The video, captioned “Les femmes de l’armée chinoise” (“The women of the Chinese army”), was posted on Sunday and features a number of clips of female soldiers marching in different contexts.
However, the music featured over the top of the clips is well-known to real-time strategy gaming buffs who grew up in the 1990s.
The music, peppered by the sound of boots and militaristic commands, is from the opening to the 1996 title “Command & Conquer: Red Alert.” That game, which is widely regarded as one of the best titles in its genre, is premised in an alternate timeline where Albert Einstein discovers time travel in a lab in New Mexico. As a result, in 1946 he transports back to pre-war Germany and removes future dictator Adolf Hitler from history altogether.
Einstein reappears in 1946 and is congratulated by his assistant for preventing World War II. Einstein warns that the celebration is premature.
“Time will tell,” he says. “Sooner or later, time will tell.”
The game then opens to scenes of war in the new timeline where Joseph Stalin’s Russia has become the dominant superpower due to lack of German militarization.
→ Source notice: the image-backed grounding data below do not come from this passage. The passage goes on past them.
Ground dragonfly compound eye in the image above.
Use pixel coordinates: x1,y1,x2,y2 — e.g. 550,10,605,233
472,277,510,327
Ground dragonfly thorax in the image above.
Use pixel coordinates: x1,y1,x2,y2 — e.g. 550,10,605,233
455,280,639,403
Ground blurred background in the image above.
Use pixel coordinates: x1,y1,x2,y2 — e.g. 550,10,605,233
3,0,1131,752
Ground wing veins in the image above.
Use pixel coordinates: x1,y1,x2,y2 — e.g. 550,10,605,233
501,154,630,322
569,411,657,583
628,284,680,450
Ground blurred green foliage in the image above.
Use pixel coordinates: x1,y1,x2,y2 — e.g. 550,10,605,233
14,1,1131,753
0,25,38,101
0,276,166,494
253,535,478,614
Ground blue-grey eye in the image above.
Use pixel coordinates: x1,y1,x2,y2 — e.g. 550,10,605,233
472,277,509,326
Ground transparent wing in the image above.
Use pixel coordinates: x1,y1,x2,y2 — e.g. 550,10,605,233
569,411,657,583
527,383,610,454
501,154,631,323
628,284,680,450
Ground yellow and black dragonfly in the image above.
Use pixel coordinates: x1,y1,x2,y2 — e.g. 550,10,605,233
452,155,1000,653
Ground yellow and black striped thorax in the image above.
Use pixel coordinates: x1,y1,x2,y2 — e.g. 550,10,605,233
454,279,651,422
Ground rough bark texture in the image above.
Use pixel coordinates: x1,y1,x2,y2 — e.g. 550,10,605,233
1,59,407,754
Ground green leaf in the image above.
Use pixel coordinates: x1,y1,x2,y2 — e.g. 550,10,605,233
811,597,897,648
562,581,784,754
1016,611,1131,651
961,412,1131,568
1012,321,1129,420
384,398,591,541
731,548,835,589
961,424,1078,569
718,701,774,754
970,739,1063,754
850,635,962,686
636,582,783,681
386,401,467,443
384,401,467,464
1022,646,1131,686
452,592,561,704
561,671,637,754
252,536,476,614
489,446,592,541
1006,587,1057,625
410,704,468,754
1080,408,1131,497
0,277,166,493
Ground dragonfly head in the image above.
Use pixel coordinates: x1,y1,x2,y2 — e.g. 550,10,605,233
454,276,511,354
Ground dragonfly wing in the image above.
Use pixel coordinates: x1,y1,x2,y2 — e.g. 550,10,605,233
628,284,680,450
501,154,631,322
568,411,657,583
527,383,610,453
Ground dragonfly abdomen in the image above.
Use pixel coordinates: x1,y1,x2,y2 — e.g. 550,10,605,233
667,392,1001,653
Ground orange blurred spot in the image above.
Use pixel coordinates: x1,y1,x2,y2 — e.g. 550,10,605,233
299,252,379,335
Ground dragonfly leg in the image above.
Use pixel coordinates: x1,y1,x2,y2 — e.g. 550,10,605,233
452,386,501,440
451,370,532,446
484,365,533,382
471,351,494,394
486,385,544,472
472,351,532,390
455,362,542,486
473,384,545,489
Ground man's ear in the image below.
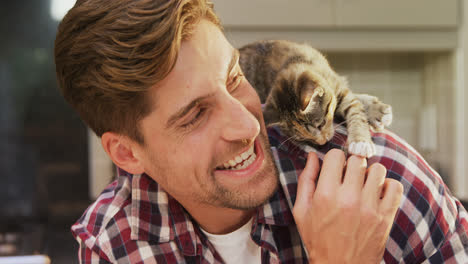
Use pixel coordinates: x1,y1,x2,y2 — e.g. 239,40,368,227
101,132,145,174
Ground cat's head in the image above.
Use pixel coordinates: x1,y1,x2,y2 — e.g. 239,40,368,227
264,68,337,145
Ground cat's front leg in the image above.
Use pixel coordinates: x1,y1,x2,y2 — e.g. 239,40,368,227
336,92,376,158
355,94,392,131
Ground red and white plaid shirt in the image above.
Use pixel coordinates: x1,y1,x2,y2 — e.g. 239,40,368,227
72,126,468,263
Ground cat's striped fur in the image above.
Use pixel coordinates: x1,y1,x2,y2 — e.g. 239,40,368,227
239,40,392,157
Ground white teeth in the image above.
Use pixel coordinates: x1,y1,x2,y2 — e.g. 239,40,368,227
241,152,249,160
247,146,253,155
232,153,256,170
220,145,256,170
243,153,256,168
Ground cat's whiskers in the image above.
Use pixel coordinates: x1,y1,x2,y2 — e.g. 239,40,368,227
327,120,346,142
333,120,347,129
333,133,346,142
283,135,316,155
276,135,304,155
278,135,296,149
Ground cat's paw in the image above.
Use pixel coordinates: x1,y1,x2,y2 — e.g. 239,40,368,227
355,94,393,131
348,141,376,158
371,106,392,131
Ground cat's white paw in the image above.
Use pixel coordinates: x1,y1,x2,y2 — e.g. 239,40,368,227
371,106,392,131
381,109,392,126
371,121,385,131
348,141,376,158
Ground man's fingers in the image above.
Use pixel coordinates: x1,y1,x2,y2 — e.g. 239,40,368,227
379,179,404,218
342,155,367,192
316,149,346,191
362,163,386,209
294,152,320,213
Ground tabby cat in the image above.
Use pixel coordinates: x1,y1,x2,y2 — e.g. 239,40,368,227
239,40,392,157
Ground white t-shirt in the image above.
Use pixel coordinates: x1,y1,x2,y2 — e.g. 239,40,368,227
200,218,261,264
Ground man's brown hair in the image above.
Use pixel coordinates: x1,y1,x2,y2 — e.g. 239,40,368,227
54,0,220,144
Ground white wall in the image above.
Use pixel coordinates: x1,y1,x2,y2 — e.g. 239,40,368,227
453,1,468,199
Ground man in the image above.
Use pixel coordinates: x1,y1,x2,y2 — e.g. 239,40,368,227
55,0,468,263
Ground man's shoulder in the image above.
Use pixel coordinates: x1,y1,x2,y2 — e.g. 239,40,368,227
71,175,133,249
70,171,187,262
267,124,439,177
268,125,468,260
267,125,453,204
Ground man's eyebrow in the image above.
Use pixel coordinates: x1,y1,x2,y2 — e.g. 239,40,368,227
166,93,214,129
226,48,240,81
166,50,239,129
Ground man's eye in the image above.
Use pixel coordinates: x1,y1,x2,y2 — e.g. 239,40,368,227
181,108,205,128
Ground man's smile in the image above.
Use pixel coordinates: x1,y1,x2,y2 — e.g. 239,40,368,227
214,138,264,179
218,144,256,170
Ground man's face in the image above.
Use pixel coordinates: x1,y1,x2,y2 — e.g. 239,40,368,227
135,20,279,211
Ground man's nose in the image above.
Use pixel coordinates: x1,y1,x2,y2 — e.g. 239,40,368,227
220,96,260,142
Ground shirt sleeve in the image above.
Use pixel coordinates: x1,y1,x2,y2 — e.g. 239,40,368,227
376,134,468,263
77,241,113,264
424,199,468,263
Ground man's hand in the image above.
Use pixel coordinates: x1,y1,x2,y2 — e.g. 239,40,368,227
293,149,403,264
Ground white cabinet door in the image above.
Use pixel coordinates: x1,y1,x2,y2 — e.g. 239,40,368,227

The game itself places the player on either side of the new, alternative conflict between the Allied Forces (including Germany) and the Soviets.
It is unclear what sparked the tweet from China, or if it is drawing any ties or connection to the game itself.
But it comes amid growing aggression from the Chinese, both at home and abroad. The communist regime has been ramping up its deployments near Taiwan, which it sees as its own and a breakaway province.
Recently, the Biden administration confirmed media reports that China has been seeking to ramp up its surveillance capabilities in Cuba. That comes after it floated a spy balloon across the U.S. earlier this year.
“Our experts assess that our diplomatic efforts have slowed the PRC down,” the official added. “We think the PRC isn’t quite where they had hoped to be. There are still challenges, and we continue to be concerned about the PRC’s long-standing activities with Cuba. The PRC will keep trying to enhance its presence in Cuba, and we will keep working to disrupt it.”